L’auto partage de ce type, hyper convivial d’un point de vue technologique — mais plus lourd et coûteux à gérer qu’un service de type Communauto première mouture avec réservations et parkings statiques — ne peut fonctionner que dans des contextes de haute densité, dans des villes où les gens n’ont vraiment pas de voiture. Car2Go/Share Now devient alors une option qui complète l’offre de services, après la marche, le vélo, les transports en commun. Si tout le monde a déjà une voiture parce qu’il est irréaliste de se déplacer autrement – comme c’est le cas dans trop de grandes villes nord-américaines –, le service d’autopartage trouve difficilement assez de preneurs.

Étrangement, m’expliquait quelqu’un proche du dossier, la concurrence, la présence d’autres services de transport écoresponsable aide les entreprises jusqu’à un certain point.
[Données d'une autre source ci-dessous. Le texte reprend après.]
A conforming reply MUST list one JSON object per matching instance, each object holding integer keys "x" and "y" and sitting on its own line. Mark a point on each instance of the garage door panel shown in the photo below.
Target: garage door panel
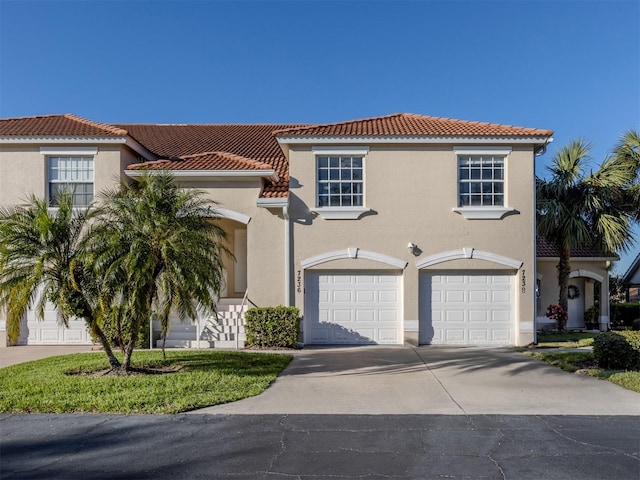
{"x": 388, "y": 296}
{"x": 388, "y": 316}
{"x": 364, "y": 308}
{"x": 466, "y": 309}
{"x": 451, "y": 315}
{"x": 364, "y": 316}
{"x": 453, "y": 296}
{"x": 478, "y": 296}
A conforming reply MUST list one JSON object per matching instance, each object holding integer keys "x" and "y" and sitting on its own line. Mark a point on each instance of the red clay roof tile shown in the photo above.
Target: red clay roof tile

Il y a une sorte de solidarité de facto qui se crée entre ces services, ligués en plan B du transport automobile traditionnel. La culture du transport urbain peut alors changer réellement.

Bref, on voit bien comment l’Europe et ses villes intermédiaires peuvent faire une place à ce service de voitures d’appoint. Pas Londres ou Paris, trop achalandées, trop bien desservies par les transports en commun, pas Copenhague, déjà totalement vélo. Mais Milan ou Ulm.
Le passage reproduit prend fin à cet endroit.